From young people stoned “all day long” to life-changing health benefits — the pros and cons of cannabis are scrutinised in a probing TG4 documentary due to air tomorrow night.

As part of the ongoing Tabú series looking at issues affecting Irish society, 22-year-old NUIG student Dáire Ní Chanáin is on a mission to find a way of dealing with her anxiety and depression that is not pharma-led.


Dáire is particularly keen on testing the potential benefits of CBD oil. CBD, or cannabidiol, is a naturally occurring cannabinoid constituent of cannabis.

Dáire encounters Bobby Smyth, consultant child and adolescent psychiatrist working in HSE adolescent addiction services, who believes people are confusing the potential benefits of CBD with cannabis.

Dr Smyth warns that CBD is just “one chemical within the cannabis plant” but that the perception seems to be that “the whole cannabis plant is somehow safe or harmless or a medicine”.

In fact, chronic use of cannabis by young people is a major problem.

“At this point in time, cannabis is the biggest contributor to our workload of all the drugs out there,” he says.

“I really have been blindsided by the severity of the addiction related to this modern weed.

“It is the only drug in adolescence where people use it from first thing in the morning ‘til last thing at night.

“They are stoned all day long.”

He believes it would be a mistake to make cannabis freely available to anyone to prescribe for any condition.

“I would end up seeing a lot more teenagers who are addicted to this drug,” he says.

Colin Doherty, neurologist at St James’s Hospital, says CBD is not a dangerous drug but THC (tetrahydrocannabinol) is.

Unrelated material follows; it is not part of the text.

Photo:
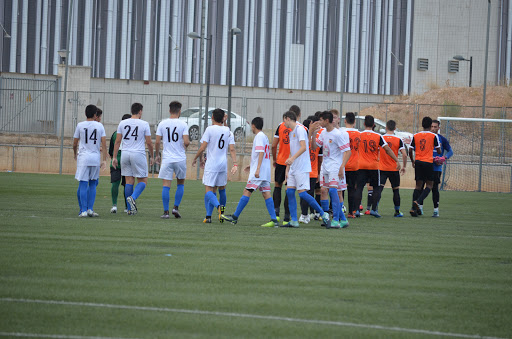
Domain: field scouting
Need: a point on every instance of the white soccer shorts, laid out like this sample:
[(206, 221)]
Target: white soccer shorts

THC is the main psychoactive compound in cannabis and Dr Doherty says “there’s a section of our society, particularly young people, adolescents, who are addicted to street versions of cannabis with THC in it”.

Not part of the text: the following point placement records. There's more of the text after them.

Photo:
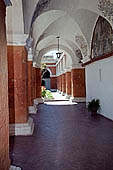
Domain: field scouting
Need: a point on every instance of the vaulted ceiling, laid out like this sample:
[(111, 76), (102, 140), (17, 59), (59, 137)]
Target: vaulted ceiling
[(72, 20)]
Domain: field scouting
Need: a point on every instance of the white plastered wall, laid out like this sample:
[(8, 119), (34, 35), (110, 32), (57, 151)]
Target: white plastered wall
[(99, 84)]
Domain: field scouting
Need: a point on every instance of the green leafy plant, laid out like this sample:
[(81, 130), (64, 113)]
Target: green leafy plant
[(94, 105), (46, 93)]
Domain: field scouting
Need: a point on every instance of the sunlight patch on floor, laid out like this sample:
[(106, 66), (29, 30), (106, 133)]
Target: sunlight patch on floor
[(60, 103)]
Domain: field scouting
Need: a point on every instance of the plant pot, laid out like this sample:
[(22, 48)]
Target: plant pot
[(94, 111)]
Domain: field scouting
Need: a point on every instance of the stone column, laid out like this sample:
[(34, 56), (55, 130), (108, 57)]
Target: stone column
[(4, 113), (38, 86), (30, 66), (63, 85), (60, 83), (31, 87), (78, 84), (68, 85), (34, 83), (20, 123)]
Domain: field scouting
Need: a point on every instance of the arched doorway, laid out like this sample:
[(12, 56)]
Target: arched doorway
[(46, 79)]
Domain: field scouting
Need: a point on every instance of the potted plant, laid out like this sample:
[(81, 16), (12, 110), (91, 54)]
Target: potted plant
[(93, 106)]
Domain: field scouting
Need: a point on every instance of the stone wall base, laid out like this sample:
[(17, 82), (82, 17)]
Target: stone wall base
[(78, 99), (14, 168), (40, 100), (22, 129), (62, 93), (67, 96), (33, 109), (36, 102)]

On the flip side, Dáire meets a number of women who swear by the health benefits of CBD to alleviate the symptoms of their own chronic health conditions, or the symptoms of their children.

Among them is medicinal cannabis campaigner Vera Twomey, from Aghabullogue, Co Cork, who fought a high-profile campaign on behalf of her daughter Ava, who has Dravet’s Syndrome, a severe form of epilepsy.

Ms Twomey travelled to the Netherlands last summer so Ava could receive CBD oil and THC oil to help alleviate the symptoms.

Towards the end of 2017, Ava was granted a special licence which allows her to receive cannabis treatments at home.

Ms Twomey says her daughter is now seizure-free.

“She’s smiling from her eyes, the suffering isn’t in her eyes anymore,” she says.

She’s got seizure freedom, she’s got space to grow, opportunity to improve.

The fight has to continue “until we get to the stage where medicinal cannabis is accepted as an option in this country”, says Ms Twomey.